Many young people are looking for an experience that might best be described as rest and restoration. They imagine having lots of time to themselves, being outside, and sleeping, and eating good food. Some monasteries can provide this, but not all. Many people are surprised to realize just how demanding monastic life is. The purpose of rest and restore is to cultivate self-compassion and to let the nervous system settle after long periods of anxiety. This is important work. If this is what you are looking for, we will have a conversation about whether the rigor of monastic life is something you are looking for. Different monasteries are different in this regard, so if this is your priority, we can help you find the one that will be the best fit.

IMBALANCE: If you continually pursue Rest and Restoration, you might never realize the deep truths of yourself or engage fully in helping others. You can get stuck here. It can be useful to really jump into the deep end. Put yourself “out there,” either into retreat or into service.


Awaken and Liberate

For people who are disillusioned with the values they have internalized and want to find a deeper and more meaningful direction in life, they might be thinking of the experience in terms of “Awakening and Liberation.” Meditation Retreats can  be intense and emotionally challenging. They are not always “relaxing”, but they do reveal us to ourselves. This kind of work is often necessary for finding our own liberation but also for finding our strength, the reserves from which we can pull to fully engage with and serve the world. Learning to work with the intensity of our own mind and the intensity of physical discomfort builds confidence and integrity.

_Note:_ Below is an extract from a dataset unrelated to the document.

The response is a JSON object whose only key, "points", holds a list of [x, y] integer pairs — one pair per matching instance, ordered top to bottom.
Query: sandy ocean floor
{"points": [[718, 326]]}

IMBALANCE: If we stay here, we may fail to heal critical parts of us that need to be healed through rest and restoration. There may be aspects of us that require a more gentle, social, and relaxed approach to healing.


Engage and Contribute

Modern culture tends to encourage people to put all of their cards in this basket. And that’s what most people do. This is important, but the problem is this - if you have not done the work to heal and to cultivate wisdom, it is easy to slip into “compassion-fatigue,” into anger, into self-righteousness, or just plain-old unhappiness as the expectations on you mount. Your sense of just being happy to be alive, moment by moment, can be forgotten.

Buddhism developed a reputation when it first arrived in the US for being a religion of “denying your experience,” of shutting away, of repressing. But in reality, the movement inwards is a necessary complement to the movement outwards. We cannot only give, or our giving loses power. We forget what we are giving and why.

Through cultivating all three of these areas, through balancing and spending time in each area, we can bring the ease of rest and the wisdom of liberation to our work, making it far more effective and blissful.